Raffo and Amir ElSaffar, an Iraqi maqam musician, created a concert version. This version played at The Kennedy Center.

==Reception==
Magda Romanska of Alif: Journal of Comparative Poetics wrote that there was a "general enthusiasm" for the play when it was first released. She stated that at the time of the release, "There was curiosity about Iraq and Iraqis in the US, at the same time as the invasion was presented to American people as if it were meant to 'liberate' Iraq, and particularly oppressed Iraqi women." The writing of the play occurred before the 2003 Invasion of Iraq but the release happened after the invasion.

In 2003 The Independent named this play as one of the five best plays. In regards to the 2003 performance at the Traverse Theatre, Billington wrote that "Although Raffo is a fine actress, her transitions from one character to another are not always sharply defined. But aesthetic niggles pale beside the importance of her subject." Twair wrote that the performance in London in the September 2003 season was ranked among the best five plays in London.

Bernardo gave the performance opening on October 9, 2004 an "A−". In regards to a 2004 performance in New York City, Stasio wrote "While a full-cast production might have given this incendiary material a more devastating impact, it's impossible to hear the voices of these women without wanting to line up to sign their witness book." Stasio was referring to a scene where Umm Ghada asks the audience to sign her witness book.

Damaso Reyes of the New York Amsterdam News wrote regarding the 2004 New York performance that ""Nine Parts" would be an amazing experience if it contained a full cast, but Ms.
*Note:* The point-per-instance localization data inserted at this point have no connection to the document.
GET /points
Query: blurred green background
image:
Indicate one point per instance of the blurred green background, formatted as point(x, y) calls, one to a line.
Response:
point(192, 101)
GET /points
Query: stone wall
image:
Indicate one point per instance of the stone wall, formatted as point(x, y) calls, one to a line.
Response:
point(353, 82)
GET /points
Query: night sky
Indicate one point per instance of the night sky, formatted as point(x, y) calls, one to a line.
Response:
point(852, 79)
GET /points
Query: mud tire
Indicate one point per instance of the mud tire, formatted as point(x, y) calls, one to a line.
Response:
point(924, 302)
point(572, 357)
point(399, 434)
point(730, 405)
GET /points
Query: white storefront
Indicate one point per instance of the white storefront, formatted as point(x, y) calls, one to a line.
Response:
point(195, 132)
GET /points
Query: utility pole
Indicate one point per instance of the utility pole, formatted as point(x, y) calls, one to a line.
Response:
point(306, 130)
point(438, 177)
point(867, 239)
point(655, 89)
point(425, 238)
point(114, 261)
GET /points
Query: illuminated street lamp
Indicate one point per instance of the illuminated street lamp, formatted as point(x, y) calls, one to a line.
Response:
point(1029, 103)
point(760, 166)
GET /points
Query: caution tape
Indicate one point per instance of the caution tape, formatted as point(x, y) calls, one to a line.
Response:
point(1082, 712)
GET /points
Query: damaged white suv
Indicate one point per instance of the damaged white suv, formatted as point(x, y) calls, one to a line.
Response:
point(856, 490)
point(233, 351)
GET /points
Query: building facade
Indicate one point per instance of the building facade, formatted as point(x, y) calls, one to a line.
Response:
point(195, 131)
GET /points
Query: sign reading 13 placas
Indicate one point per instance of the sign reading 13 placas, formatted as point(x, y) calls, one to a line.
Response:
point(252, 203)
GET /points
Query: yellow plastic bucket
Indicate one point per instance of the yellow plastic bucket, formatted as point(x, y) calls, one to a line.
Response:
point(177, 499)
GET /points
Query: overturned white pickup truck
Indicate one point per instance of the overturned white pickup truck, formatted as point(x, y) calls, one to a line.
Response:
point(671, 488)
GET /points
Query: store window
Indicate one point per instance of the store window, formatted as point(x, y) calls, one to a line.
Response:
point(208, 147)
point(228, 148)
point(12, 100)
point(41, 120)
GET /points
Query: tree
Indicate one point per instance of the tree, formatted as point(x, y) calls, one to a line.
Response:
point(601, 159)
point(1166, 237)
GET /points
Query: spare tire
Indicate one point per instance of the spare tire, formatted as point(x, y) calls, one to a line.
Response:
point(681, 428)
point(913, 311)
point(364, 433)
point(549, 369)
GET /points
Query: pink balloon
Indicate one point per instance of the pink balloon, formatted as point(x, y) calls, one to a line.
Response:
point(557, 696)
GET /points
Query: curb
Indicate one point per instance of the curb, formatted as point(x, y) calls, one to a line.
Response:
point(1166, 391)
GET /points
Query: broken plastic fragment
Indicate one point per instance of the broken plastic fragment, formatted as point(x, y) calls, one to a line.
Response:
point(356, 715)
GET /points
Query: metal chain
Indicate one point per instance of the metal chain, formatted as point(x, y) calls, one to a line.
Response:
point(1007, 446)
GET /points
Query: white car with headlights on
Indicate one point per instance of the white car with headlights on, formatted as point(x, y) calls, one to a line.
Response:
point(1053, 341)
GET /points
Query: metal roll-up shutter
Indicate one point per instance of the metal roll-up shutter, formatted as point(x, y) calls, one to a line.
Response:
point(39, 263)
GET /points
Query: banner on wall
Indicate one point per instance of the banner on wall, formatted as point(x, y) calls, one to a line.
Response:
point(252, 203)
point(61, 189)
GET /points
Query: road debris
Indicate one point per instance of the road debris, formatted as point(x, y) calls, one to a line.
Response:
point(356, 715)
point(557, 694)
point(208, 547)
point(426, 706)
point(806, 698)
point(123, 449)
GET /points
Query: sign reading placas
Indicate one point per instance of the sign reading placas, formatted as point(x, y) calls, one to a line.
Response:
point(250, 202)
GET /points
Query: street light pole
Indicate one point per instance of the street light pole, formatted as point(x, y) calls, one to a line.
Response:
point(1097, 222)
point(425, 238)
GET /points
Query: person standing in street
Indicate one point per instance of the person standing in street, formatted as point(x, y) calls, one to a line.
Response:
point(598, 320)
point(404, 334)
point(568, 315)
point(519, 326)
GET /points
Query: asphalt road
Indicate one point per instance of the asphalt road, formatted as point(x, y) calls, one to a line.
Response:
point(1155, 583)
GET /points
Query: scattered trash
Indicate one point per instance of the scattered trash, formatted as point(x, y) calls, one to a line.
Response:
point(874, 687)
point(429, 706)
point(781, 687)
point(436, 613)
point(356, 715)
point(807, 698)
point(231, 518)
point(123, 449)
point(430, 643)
Raffo's solo performance makes it even more spectacular. She seamlessly shifts from one character to another and then back again to stitch together a narrative which attempts to give the audience a far deeper understanding of the world of Iraq's women than anything we have seen before."

Hirschhorn argued that the differentiation of the characters "isn’t as clear as it could be, and Raffo’s unrelentingly impassioned portrayal can grow exhausting. Some modulation and subtlety would give the audience room to respond more fully."

Geraldine Brooks, the author of the book Nine Parts of Desire, wrote that "It is resonant. It unpeels layer upon layer of the characters' lives, never reaching for the easy or simple assumptions about who or what is to blame for their predicaments."